Несмотря на всю свою статичность, сомнамбуличность даже, Государственная Канцелярия могла оказаться и оказывалась очень полезной службой. Фабиан понимал это, ощущал тем органом, который мог не иметь физического вместилища в его теле, но присутствовал, ощутимо определялся в его жизни; во избежание пошлости не хотелось называть это чувство интуицией, предчувствием – может быть, или каким-то-то иным словом, до сих пор не существующим в языке. Государственная Канцелярия казалась колоссом на глиняных ногах – слишком многим. Тот же Эрик Велойч позволял себе снисходительные шуточки в адрес Госканцелярии: и штат-то у нее был так себе, скудноват, и здание ей отгрохали несуразное – со стороны Площади Первой Республики мощное, узловатое, казавшееся в сумерках зловещим, со стороны Консулата – невзрачное, больше напоминавшее захолустную социальную контору; и инфоканалы-то жили недели, месяцы без того, чтобы хоть как-то вспомнить о Госканцелярии в своих репортажах.
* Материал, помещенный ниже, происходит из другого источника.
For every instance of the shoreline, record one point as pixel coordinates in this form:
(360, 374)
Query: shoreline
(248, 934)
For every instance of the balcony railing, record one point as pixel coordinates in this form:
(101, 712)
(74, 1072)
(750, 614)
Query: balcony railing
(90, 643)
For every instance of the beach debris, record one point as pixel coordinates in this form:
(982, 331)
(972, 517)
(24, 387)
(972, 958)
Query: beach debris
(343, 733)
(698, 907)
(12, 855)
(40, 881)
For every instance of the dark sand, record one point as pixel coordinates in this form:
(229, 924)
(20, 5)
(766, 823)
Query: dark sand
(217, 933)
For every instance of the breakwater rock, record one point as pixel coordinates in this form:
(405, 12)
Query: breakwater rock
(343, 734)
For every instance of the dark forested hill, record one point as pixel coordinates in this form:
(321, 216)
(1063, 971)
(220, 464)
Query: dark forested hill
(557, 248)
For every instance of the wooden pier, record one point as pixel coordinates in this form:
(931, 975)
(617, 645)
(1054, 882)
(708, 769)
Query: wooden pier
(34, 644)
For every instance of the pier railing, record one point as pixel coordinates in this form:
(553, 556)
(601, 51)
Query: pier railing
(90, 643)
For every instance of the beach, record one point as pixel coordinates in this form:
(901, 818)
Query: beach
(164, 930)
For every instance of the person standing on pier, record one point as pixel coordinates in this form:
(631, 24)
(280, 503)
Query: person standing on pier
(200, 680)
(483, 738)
Фабиан посмеивался над этими шутками, лениво размышляя: действительно ли хитрый лис Велойч считает, что Госканцелярия совершенно бесполезна, хочет ли он убедить в этом Фабиана – или напротив, намекает, чтобы как раз и к этому присмотреться, а затем и воспользоваться, чтобы осторожный Велойч посмотрел, убедился, что Госканцелярия может быть эффективной, и сам начал прибегать к ее помощи?

Штат у Государственной Канцелярии был очень скудным. Бюджет – тот впечатлял, но впечатлял человека несведущего. Фабиан, узнав о нем, долго не мог поверить. Годовой бюджет Десятого Консула, то есть его бюджет, был в полтора раза больше, а он был один из десяти – равный среди равных, обладавший полномочиями, чтобы запустить руку и в совокупный бюджет Консулата, буде такая необхдимость возникнет, но при этом и ответственность за ту же государственную безопасность деливший на десять. А Государственная Канцелярия ведь выполняла функцию балласта, уравновешивая не только Консулат – гидру вместо главы – с Магистратом, Сенатом и Судом Республики, но и присматривая за локальными властями, проводя ревизии всего и вся, и прочая, прочая. Функций у Госканцелярии было не так чтобы много: одергивать зарвавшихся мальчишек-консулов, одобрительно кивать старцам в сенате и снисходить до магистратских чинуш, и при этом функции были сформулированы удивительно общо; иными словами, Государственная Канцелярия могла вмешаться в любое дело, если расценивала его как значимое для безопасности. Полномочий у Госканцелярии было шиш и немного, но и они были сформулированы дивно невнятно: иными словами, Госканцлер половчее мог не только сунуть свой нос в любое дело, но и решить это дело по своему усмотрению. А с ним и служащие Госканцелярии рангом поменьше могли обеспечить головную боль не одному государственному служащему – если бы у них дошли руки. Наверное, в том, что штат Госканцелярии был ничтожно малым, заключалась одновременно и злая насмешка, и вневременная мудрость Первых Консулов: советники могли испортить жизнь кому хочешь, если бы хотели, но при этом были завалены утомительной, скучнейшей, однообразнейшей бумажной работой по самое темечко и на злопыхательство времени не находили. Республика выросла территориально в полтора раза, и это не считая условно-добровольно присоединившихся доминиумов, демографически – так и во все четыре, а Госканцелярия как была скучным заведением по призору и назиданию, так им и оставалась.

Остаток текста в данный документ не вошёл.